Les salariés de Vého constructions ont débrayé, mercredi 19 avril 2017, sur le chantier Ubris du quartier Andromède, à Toulouse, pour protester contre « les pratiques managériales » de leur employeur. Ces ouvriers évoquent des menaces de sanction, des mises à pied et un licenciement injustifiés, ainsi qu’un acharnement sur un de leurs collègues, délégué du personnel.

Un acharnement qui aurait pris une tournure inquiétante. En effet, un des salariés à déposé une attestation pouvant être produite devant la justice précisant que son patron lui avait demandé d’attirer le délégué du personnel dans un lieu isolé d’un chantier pour « le frapper avec un madrier sur la tête et faire en sorte qu’il n’y ait pas de témoin », rapporte Laurent Grosjean, délégué CGT construction.

Une situation qui s’envenime depuis juillet 2016

Le syndicaliste a déjà connu des relations tendues au sein de certaines entreprises, mais l’affaire est inédite pour lui. « Il y a eu des reproches sur le manque de respect et sur la qualité du travail de part et d’autre, mais il n’y avait pas de situation explosive comme on peut le voir parfois, donc c’est assez étonnant ».

Tout aurait commencé en juillet 2016, lorsque cette entreprise de 25 salariés en CDI a élu son délégué du personnel. À l’époque, le représentant CGT précise qu’il n’y avait aucun contentieux particulier entre le dirigeant de Vého Constructions et ce salarié. Mais à partir du moment où il a été élu, l’ambiance aurait tourné au vinaigre dans l’entreprise. Annulation des primes, retards sur les paies, menaces de sanctions… La situation était devenue telle qu’une première grève de deux jours a eu lieu, en septembre 2016.

Au début, les ouvriers voulaient tous partir, raconte Laurent Grosjean qui était déjà intervenu dans l’affaire à ce moment-là. On avait négocié, et on pensait que le patron avait compris, donc on était confiant.
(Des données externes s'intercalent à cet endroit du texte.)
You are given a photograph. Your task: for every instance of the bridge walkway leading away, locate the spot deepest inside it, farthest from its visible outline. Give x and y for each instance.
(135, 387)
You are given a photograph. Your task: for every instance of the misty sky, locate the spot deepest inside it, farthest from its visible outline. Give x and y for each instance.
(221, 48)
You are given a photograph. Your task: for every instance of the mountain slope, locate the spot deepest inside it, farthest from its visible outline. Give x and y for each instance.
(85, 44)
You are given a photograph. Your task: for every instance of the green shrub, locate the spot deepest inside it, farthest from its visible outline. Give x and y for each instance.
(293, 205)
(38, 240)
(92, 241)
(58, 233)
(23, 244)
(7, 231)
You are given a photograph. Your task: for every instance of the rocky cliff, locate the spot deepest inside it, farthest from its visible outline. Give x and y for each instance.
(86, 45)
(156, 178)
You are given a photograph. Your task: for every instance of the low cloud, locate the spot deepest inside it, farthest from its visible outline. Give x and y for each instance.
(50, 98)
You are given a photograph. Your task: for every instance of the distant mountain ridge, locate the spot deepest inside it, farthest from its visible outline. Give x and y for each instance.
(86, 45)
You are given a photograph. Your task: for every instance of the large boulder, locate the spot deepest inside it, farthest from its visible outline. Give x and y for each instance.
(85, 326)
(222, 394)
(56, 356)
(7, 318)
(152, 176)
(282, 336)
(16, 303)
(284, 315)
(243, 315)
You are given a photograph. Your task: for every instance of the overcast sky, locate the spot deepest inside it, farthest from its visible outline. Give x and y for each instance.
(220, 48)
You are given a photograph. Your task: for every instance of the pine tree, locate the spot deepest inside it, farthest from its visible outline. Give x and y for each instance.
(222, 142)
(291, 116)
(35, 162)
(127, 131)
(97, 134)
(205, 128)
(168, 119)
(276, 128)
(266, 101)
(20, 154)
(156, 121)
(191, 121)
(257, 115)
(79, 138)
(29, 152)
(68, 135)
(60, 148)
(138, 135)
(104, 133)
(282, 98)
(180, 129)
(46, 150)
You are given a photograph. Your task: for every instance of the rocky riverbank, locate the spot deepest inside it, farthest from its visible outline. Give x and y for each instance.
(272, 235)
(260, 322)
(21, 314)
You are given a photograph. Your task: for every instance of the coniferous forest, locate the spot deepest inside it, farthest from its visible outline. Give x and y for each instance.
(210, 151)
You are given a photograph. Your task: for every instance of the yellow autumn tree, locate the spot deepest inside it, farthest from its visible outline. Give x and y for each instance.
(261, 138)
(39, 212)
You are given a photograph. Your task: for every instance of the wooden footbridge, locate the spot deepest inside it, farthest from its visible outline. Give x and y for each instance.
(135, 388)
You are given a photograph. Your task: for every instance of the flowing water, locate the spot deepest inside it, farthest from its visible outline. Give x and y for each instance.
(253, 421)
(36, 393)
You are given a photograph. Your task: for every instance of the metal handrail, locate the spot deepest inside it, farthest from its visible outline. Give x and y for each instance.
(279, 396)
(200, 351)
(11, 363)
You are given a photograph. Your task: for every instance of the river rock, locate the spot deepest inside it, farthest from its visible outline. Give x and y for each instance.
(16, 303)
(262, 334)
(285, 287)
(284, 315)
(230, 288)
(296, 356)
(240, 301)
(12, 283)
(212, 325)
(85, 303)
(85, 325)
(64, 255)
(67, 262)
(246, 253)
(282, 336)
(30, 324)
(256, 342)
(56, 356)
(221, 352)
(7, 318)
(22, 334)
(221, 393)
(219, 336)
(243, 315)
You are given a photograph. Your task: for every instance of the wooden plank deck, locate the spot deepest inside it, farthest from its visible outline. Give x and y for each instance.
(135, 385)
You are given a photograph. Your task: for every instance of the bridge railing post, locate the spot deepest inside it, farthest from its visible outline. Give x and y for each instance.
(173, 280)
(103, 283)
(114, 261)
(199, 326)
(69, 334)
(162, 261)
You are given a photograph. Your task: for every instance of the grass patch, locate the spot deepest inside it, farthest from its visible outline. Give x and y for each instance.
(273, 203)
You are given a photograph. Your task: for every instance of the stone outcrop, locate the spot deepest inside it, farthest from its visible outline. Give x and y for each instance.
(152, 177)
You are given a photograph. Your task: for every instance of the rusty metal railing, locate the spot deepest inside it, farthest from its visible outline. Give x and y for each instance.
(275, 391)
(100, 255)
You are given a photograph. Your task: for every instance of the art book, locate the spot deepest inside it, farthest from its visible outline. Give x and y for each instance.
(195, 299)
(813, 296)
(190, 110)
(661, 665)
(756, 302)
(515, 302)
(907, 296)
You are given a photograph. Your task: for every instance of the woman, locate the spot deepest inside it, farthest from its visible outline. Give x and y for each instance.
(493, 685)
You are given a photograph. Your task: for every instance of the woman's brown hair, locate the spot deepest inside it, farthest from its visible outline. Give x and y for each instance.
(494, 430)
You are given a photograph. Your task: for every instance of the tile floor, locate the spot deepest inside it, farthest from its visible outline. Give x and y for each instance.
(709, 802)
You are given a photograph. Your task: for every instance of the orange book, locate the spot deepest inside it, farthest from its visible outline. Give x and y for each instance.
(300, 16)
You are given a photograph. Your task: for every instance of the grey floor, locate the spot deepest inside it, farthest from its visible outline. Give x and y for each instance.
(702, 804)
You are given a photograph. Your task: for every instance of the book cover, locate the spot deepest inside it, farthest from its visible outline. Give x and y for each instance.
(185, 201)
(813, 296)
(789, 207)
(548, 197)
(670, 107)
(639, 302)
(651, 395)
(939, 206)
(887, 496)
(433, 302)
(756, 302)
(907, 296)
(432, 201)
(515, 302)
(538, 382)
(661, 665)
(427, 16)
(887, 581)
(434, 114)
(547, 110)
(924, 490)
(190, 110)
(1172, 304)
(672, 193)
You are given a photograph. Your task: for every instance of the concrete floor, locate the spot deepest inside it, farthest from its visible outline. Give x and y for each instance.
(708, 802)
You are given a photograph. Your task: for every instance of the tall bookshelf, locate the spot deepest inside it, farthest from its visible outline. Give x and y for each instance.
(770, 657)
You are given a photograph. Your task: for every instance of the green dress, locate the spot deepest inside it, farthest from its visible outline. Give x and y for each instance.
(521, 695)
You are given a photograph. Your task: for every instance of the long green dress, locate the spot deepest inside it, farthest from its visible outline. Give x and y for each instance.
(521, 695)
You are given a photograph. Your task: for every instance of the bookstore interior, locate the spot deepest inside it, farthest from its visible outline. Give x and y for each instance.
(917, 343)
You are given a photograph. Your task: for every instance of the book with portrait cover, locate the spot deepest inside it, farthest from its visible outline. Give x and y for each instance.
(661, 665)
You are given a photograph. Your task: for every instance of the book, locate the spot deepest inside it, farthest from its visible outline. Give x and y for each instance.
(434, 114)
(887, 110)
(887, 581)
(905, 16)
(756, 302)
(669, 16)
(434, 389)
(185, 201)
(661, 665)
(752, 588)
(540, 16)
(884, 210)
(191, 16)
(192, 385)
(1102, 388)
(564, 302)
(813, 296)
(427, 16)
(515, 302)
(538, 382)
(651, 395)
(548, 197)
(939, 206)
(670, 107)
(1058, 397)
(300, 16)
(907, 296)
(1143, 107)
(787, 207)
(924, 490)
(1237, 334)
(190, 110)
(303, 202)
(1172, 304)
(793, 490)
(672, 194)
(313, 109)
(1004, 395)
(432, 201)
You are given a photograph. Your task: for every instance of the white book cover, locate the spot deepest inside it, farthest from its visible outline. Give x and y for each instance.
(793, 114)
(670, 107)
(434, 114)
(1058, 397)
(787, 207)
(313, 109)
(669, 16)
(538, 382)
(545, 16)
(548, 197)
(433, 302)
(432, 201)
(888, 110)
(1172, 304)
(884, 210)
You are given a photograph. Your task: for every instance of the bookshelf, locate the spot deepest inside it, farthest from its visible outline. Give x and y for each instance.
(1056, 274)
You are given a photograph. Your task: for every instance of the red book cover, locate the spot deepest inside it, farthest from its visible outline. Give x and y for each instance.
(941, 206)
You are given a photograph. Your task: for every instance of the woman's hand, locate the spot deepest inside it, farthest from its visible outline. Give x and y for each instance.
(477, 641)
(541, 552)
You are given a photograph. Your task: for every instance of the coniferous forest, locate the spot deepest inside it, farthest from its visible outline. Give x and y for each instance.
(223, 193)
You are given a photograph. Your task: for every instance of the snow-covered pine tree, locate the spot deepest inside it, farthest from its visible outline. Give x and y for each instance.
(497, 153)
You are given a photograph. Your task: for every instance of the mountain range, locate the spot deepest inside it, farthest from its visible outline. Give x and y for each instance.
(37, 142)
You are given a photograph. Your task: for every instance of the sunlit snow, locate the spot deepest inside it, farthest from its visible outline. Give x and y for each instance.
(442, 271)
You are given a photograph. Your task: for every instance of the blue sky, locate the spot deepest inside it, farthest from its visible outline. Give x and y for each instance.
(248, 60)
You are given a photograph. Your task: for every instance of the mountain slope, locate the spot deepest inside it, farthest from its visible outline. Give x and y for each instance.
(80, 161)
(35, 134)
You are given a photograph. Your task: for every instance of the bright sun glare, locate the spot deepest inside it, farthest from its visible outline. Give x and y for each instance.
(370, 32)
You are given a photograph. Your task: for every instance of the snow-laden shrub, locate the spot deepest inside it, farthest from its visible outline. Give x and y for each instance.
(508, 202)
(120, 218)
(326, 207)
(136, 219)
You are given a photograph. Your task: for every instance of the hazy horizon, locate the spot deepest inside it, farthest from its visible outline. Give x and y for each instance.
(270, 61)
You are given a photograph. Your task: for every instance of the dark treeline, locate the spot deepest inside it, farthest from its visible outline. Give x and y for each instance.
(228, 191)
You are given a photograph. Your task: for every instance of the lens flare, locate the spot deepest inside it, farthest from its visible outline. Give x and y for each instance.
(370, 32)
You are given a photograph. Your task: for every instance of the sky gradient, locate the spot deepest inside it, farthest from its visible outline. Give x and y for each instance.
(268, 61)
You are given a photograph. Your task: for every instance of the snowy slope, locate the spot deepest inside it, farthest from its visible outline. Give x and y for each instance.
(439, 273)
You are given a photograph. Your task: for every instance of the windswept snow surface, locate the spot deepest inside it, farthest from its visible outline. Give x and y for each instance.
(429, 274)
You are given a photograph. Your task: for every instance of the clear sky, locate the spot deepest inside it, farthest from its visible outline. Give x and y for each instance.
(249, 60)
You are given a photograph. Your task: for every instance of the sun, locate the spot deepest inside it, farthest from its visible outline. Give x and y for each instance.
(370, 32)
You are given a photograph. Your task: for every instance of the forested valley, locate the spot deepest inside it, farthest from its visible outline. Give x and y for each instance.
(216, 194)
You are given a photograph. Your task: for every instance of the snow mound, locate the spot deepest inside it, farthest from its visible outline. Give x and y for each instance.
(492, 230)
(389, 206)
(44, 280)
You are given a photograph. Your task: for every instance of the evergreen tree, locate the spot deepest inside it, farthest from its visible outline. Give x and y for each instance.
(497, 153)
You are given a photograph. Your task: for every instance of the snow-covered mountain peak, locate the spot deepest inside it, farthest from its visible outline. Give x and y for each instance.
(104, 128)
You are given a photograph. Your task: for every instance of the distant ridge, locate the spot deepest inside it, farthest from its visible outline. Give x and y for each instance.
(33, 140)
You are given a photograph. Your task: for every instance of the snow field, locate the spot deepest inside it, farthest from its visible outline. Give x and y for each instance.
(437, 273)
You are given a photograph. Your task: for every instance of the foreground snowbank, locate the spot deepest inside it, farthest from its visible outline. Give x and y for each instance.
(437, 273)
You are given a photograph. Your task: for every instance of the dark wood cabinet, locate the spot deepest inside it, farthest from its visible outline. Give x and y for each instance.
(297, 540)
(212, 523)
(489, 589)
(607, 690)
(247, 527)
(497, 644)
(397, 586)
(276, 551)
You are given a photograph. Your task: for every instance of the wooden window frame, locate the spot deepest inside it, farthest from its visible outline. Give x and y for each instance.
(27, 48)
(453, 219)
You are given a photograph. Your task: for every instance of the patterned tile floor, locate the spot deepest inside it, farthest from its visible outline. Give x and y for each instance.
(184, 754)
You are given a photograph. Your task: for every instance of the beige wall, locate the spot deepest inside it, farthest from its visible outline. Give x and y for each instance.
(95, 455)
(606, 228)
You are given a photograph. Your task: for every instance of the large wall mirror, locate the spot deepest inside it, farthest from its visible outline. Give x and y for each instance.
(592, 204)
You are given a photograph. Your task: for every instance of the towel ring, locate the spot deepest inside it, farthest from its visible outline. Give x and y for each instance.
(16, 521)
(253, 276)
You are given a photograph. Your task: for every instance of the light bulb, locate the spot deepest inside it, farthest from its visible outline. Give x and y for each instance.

Sauf que depuis cette date, la situation n’a cessé d’empirer.

Une plainte déposée au commissariat, l’inspection du travail saisie

Dernièrement, un salarié aurait été licencié pour avoir « saboté son travail », rapporte le représentant CGT. Un licenciement injustifié d’après lui. Il précise : « On lui a reproché qu’il faisait exprès, qu’il ne savait pas travailler… C’est un ouvrier qualifié qui a 59 ans, ça fait 30 ans qu’il est maçon. C’est une insulte pour lui ».

Les tensions entre le patron et le délégué du personnel ne se sont pas arrangées, elles non plus, puisque l’ouvrier a fait l’objet de deux mises à pied qu’il a contestées, d’une menace de licenciement, sans compter qu’il aurait été envoyé seul sur un chantier à l’autre bout de la Haute-Garonne. Laurent Grosjean conteste fermement cette décision :

C’est impossible qu’un délégué du personnel soit isolé sur un chantier. L’entreprise a sept chantiers à Toulouse en ce moment, donc on peut le mettre chef d’équipe sur un de ces chantiers, ce n’est pas la peine de l’envoyer au fin fond du département !

L’inspection du travail a déjà été saisie sur l’ensemble de cette affaire et une plainte a été déposée au commissariat de Toulouse concernant la menace d’atteinte à l’intégrité physique du délégué du personnel. Le mouvement de grève, quant à lui, pourrait continuer : « Les gars ne veulent pas lâcher », assure Laurent Grosjean, « ils sont solidaires. C’est une question de dignité et de respect ».

Au moment de la publication, le patron de Vého constructions n’avait pas encore répondu à nos sollicitations.